Par déclaration en date du 30/09/2013, Mme R. et M.B. ont relevé appel du jugement.
Par jugement du 14 novembre 2013, le Tribunal de grande instance de Montauban a constaté l'annulation du contrat de prêt n° 42330727448 d'un montant de 16 519 euro souscrit par Laurent V. et Camille D. auprès du Crédit Agricole et les a condamné à payer à la banque la somme de 12 000,84 euro en remboursement.
Par ordonnance de référé en date du 6 novembre 2013, le premier président de la Cour d'appel de Toulouse a prononcé l'arrêt de l'exécution provisoire venant assortir les dispositions du jugement.
Les époux B. ont fait assigner Camille D. devant la cour, suivant acte extrajudiciaire en date du 13 janvier 2014 et lui ont notifié leurs conclusions par acte du 31 mars 2014.
Les conclusions de Mme D., notifiées le 19 février 2015, ont été déclarées irrecevables par ordonnance du 20 mars 2015.

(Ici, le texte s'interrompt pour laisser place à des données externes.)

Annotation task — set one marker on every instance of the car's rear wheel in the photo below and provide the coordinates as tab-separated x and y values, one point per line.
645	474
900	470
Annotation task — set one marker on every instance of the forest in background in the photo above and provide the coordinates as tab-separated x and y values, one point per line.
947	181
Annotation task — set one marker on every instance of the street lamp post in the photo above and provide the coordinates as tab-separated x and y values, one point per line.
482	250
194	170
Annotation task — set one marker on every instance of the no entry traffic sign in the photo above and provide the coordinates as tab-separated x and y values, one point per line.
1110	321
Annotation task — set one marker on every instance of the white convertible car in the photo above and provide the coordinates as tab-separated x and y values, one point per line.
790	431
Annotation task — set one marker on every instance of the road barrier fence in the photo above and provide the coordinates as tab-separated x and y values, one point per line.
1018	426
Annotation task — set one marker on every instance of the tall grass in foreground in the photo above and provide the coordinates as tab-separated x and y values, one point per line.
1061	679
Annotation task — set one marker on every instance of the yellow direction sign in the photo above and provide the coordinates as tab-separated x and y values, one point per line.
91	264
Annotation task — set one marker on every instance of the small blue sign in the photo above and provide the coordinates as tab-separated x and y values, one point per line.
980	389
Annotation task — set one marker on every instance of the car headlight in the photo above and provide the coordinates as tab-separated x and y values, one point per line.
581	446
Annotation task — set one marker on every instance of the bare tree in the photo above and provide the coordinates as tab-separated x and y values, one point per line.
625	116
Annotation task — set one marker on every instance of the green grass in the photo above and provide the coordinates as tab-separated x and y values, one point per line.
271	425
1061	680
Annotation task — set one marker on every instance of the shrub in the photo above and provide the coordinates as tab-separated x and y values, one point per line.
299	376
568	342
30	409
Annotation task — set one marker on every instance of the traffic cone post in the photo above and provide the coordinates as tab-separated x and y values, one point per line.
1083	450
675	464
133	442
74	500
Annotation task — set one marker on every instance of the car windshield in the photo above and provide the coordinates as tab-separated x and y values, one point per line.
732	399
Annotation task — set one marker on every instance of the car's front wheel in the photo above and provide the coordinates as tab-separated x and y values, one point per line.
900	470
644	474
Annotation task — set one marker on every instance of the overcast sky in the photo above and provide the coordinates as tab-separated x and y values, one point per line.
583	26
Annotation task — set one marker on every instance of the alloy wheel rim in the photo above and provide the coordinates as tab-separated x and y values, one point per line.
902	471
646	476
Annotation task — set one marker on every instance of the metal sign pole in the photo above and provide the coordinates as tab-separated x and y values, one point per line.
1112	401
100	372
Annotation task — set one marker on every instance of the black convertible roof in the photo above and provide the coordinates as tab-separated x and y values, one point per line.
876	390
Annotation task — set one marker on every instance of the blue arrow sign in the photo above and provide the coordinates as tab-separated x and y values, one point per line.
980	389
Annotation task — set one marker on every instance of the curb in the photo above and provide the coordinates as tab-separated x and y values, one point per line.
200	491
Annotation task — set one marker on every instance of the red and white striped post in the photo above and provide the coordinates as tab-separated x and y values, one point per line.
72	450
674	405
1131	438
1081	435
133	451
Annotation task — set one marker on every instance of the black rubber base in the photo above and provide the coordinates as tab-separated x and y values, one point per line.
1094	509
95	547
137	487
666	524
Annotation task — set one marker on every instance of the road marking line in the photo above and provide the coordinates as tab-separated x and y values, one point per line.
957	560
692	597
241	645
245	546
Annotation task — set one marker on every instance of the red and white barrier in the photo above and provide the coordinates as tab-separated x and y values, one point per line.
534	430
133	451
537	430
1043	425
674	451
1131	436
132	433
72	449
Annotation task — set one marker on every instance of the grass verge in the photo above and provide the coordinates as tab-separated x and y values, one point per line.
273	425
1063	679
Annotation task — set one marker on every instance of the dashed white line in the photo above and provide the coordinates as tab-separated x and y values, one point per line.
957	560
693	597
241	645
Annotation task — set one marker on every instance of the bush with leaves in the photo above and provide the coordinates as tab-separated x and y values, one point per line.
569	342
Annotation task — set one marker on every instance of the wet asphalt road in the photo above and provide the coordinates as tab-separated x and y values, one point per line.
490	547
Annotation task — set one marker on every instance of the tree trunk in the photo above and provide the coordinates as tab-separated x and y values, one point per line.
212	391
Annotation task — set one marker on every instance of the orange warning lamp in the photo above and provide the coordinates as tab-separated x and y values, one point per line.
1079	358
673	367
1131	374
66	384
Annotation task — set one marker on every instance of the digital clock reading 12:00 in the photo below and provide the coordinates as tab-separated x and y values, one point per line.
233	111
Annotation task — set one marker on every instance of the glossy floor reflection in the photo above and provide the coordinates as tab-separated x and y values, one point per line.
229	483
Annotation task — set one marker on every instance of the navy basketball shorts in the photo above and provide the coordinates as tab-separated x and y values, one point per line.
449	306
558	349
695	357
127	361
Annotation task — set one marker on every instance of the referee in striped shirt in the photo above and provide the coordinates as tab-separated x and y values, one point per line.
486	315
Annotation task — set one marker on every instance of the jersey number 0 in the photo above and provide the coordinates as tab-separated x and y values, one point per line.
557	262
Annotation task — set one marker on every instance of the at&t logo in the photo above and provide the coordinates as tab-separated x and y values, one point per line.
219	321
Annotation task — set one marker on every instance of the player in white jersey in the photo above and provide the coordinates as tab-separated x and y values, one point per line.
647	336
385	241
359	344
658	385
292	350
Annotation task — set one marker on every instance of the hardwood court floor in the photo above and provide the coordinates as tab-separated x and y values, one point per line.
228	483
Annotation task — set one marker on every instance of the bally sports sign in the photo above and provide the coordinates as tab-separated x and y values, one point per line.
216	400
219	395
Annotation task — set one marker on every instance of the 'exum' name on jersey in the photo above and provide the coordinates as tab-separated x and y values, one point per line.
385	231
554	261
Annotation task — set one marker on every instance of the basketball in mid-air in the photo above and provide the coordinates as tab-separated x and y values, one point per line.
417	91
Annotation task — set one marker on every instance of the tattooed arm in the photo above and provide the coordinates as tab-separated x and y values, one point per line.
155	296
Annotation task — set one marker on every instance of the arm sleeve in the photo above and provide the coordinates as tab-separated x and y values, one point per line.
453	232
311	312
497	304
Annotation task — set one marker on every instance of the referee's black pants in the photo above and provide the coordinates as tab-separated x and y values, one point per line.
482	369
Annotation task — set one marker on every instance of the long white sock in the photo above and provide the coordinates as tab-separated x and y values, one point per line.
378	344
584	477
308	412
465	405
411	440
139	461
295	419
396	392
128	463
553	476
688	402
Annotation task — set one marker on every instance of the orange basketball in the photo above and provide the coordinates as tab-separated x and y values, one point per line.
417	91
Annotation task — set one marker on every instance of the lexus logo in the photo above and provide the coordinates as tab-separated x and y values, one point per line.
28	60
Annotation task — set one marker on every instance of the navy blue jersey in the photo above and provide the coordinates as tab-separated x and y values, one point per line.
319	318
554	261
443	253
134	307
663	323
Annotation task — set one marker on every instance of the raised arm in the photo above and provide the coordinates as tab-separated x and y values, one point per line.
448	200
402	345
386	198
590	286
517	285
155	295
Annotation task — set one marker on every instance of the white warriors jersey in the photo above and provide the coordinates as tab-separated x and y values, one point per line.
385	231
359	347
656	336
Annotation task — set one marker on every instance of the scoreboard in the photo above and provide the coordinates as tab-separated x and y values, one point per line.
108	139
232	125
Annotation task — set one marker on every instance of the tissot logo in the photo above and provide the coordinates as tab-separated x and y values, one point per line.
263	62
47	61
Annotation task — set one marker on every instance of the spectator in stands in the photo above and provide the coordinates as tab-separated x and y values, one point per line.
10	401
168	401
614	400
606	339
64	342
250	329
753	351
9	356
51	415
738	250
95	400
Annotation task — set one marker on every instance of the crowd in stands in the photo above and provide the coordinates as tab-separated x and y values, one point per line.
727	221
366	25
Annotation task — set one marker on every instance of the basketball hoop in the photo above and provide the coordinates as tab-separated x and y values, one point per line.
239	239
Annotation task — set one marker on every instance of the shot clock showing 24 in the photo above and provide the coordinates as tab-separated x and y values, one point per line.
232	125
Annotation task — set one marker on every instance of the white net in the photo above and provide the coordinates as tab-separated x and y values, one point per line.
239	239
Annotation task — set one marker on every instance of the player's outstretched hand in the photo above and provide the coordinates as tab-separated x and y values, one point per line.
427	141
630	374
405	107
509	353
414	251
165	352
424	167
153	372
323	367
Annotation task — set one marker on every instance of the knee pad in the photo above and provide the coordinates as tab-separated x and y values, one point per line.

L'ordonnance de clôture est intervenue le 23 février 2015.
Moyens et prétentions des parties
* Par conclusions notifiées le 21 mars 2014, auxquelles il est expressément renvoyé pour l'examen du détail de l'argumentation, les époux B. demandent :
- de réformer le jugement,
- de déclarer irrecevables les demandes de Laurent V., agissant seul, en nullité pour dol et erreur et subsidiairement en résolution de la vente d'un bien indivis sur le fondement de l'article 815-3 du Code civil,
- de déclarer irrecevable la demande en annulation pour erreur au titre de l'autorité de la chose jugée et du principe de concentration des moyens dans l'instance initiale,
- à titre subsidiaire, de déclarer la demande en annulation pour dol prescrite,
- de débouter les consorts V.-D. de leur demande d'annulation de la vente pour erreur sur les qualités substantielles,
- de débouter les consorts V.-D. de leur demande d'annulation de la vente pour dol,
- de débouter les consorts V.-D. de leur demande en résolution de la vente pour vices cachés,
- de dire que les consorts V.-D. ne justifient pas de leurs préjudices,
- de dire qu'ils ne sont pas responsables de la perte de chance prétendument subie par la Caisse régionale de Crédit Agricole Mutuel,
- de dire qu'ils ne sauraient être tenus de régler une quelconque somme correspondant au prêt n°42330727448, celui-ci n'étant pas lié à l'acte de vente, et par voie de conséquence de dire qu'il n'y a pas lieu de prononcer un sursis à statuer concernant ce prêt.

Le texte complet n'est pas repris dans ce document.